A federal appellate court on Tuesday found that Apple violated antitrust law by coordinating with the nation’s largest publishers to set prices for e-books. In the 2-1 decision, the United States Court of Appeals for the Second Circuit upheld a lower court’s decision finding that Apple and the publishers colluded in an effort to establish the agency pricing model, which lets publishers set their own e-book prices.
These prices were often higher than the artificially deflated $9.99 rate preferred by Amazon on its path to capturing nearly 90% of the e-book market.
The majority opinion, written by Judge Debra Ann Livingston, downplayed the irony that the Department of Justice, which brought the case in April 2012, was using antitrust law to prosecute action that reduced Amazon’s market share from 90% in 2010 to around 67% today. While admitting Amazon’s e-book dominance, Judge Livingston characterized Apple’s behavior as “marketplace vigilantism.”
More sensible, in our opinion, was the approach taken by Judge Dennis Jacobs in his dissent, where he observed that “Apple took steps to compete with a monopolist and open the market to more entrants, generating only minor competitive restraints in the process. Its conduct was eminently reasonable; no one has suggested a viable alternative.” Judge Jacobs also noted that “Apple was a major potential competitor in a market dominated by a 90 percent monopoly,” and in its desire to broker a price point above $9.99, “[Apple] was justifiably unwilling to enter a market on terms that would assure a loss on sales.”

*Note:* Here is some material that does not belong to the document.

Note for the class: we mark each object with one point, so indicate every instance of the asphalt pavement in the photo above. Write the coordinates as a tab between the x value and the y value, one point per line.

The Second Circuit’s ruling will leave Apple on the hook to pay consumers $450 million under a settlement it agreed to in 2014—unless the tech giant takes the case to the Supreme Court and succeeds. Apple appears to have left that option open. “While we want to put this behind us, the case is about principles and values,” the company said in a widely reported statement. “We know we did nothing wrong back in 2010 and are assessing next steps.”